3. Turn CSR reports into storytelling opportunities. About three-quarters of S&P 500 companies produce (CSR) reports, according to the Governance & Accountability Institute. The ROI is falling short, however. Research shows only 17 percent of Americans have read a CSR report in the last 12 months, according to the “2015 Cone Communications/Ebiquity Global CSR Study.” It’s not a surprise. CSR reports can be dry reading. Instead use short videos to convey a company’s plans and complement the traditional, printed CSR reports. For example, a video from GE explains the philosophy of its sustainability strategy and previews key elements of its printed report.
4. Showcase a potential human impact through statistics. When DEKA Research and Development engineered a water purifier with Coca-Cola, DEKA’s founder Dean Kamen avoided using mechanical explanations. Instead, he introduced the invention by sharing stats about the future of clean water and what it means for the world. For example, last June DEKA rolled out a documentary showcasing the urgency of creating clean water for developing countries and using statistics to convey various messages, such as “50 percent of all chronic human disease would go away and you could empty 50 percent of the world’s hospital beds, if you just gave people clean water.”

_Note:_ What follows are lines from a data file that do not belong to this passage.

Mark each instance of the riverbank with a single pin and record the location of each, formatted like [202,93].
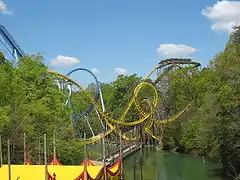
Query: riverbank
[155,164]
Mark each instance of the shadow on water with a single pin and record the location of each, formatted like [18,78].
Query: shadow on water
[151,164]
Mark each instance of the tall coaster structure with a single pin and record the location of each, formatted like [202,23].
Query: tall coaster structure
[146,115]
[145,101]
[10,44]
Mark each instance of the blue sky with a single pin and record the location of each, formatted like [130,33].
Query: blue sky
[123,34]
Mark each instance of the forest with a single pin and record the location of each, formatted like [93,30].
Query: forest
[31,103]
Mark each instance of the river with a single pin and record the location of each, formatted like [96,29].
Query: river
[162,165]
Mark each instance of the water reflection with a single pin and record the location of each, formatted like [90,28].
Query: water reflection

5. Go straight to the source. McDonald’s Canada was asked on social media if it uses ammonia on its beef. Jeff Kroll, the company’s senior VP for communications, decided to visit the scene of the alleged crime, using video to get his message across. With machines rolling and grinding behind him at a Cargill plant, Kroll showed consumers the inner workings of McDonald’s Canada’s burger-making process, assuring viewers that only 100 percent beef goes into the patties. The video was posted on YouTube in September 2012 and, so far, has racked up nearly 500,000 views.
Whether viewers like the video or not, however, the effort at transparency offers a real-time response with clear explanations and facts from a company expert involved in sustainability programs.
As professional storytellers, PR practitioners need to pack an emotional CSR punch that engages audiences instantly and gives them a call to action. This will require more creativity and less copy, as the world of communications heads toward fewer words and more visuals.